10. To elute DNA, place QIAprep column in clean 1.5 mL centrifuge tube. Add 50 microliters EB or water to center of each QIAprep spin column, making sure to pipette EB right onto the cotton plug. Let stand for 1 minutes. Centrifuge for 1 minute.

• Using the spectrometer, the DNA concentration is taken. A concentration of 20 ng/microliter is an ideal. C0040 DNA concentration = 12.2 ng/microliters.

Ethanol Precipitation February 13, 2008

• Ethanol Precipitation is used to purify small fragments of DNA and increase DNA concentration. Since only 10 microliters of DNA can be placed in Gel Electrophoresis wells, the amount must be extremely concentrated.

1. 4:15 PM: Add 1) 3 volumes of COLD 100% EtOH (50 microliters X 3 = 150 microliters) 2) 1/10 3M Sodium Acetate (20 microliters) 3) 1 microliter GlycoBlue
2. 4:35 PM: Incubate for 1 hour at -80 deg. C
3. 5:40 PM: Centrifuge 30 minutes at 0 deg. C. A blue pellet should be visible once finished centrifuging. Pellets will dissolve if in room temperature too long before performing next step!
4. Remove supernatant.
5. Air dry.
6. Resuspend in water.

Gel Electrophoresis February 13, 2008

• Gel Electrophoresis is primarily used to determine the length of a fragment of DNA. DNA Ladders are run beside experimental fragments as points of reference. A DNA Ladder contains all different lengths of DNA that when run out on a gel, separate to reveal the number of base pairs in each gene.

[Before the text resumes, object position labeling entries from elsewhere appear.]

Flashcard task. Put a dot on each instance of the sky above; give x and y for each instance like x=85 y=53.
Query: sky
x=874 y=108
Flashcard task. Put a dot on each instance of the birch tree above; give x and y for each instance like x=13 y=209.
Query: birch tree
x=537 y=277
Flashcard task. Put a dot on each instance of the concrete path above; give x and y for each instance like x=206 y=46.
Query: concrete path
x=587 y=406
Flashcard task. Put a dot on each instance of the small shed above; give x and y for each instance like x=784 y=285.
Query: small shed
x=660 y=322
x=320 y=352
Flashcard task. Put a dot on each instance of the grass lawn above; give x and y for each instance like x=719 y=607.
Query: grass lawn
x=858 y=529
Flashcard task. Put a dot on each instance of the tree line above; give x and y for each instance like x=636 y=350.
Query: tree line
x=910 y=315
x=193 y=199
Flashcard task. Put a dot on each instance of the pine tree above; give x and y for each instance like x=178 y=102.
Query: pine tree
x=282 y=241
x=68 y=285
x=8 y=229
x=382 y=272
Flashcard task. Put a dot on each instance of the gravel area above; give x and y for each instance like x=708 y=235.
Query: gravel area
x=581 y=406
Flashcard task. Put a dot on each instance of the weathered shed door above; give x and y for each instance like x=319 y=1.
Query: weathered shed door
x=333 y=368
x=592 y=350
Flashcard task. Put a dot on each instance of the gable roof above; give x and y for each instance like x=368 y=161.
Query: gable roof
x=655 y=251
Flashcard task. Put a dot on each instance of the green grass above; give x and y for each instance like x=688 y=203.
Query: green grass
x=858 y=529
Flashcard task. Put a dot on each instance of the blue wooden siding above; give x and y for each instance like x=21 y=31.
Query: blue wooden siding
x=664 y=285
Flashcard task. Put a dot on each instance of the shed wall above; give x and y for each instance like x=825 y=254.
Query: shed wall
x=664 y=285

1. Prepare the casting gel: 1% agarose gel - 1) 0.5 g agarose 2) 50 microliters TBE + SYBR safe.
2. Put the gel, WITHOUT the lid, in the microwave on HIGH for 1 minute.
3. Cool the bottle of gel under water.
4. Pour into the castings with rubber stoppers.
5. The gel takes approximately 20 minutes to set. Once gel is set make sure to remove the rubber stopprs.
6. DNA has a negative charge. The wells of the gel are aligned with on the negative side (Cathode). DNA will move away from the Cathode to the Anode (+).

• The gel acts as a sieve for fragements as small as 100 base pairs and as large as 50,000 base pairs. 0.3% large fragments - 2% large fragments.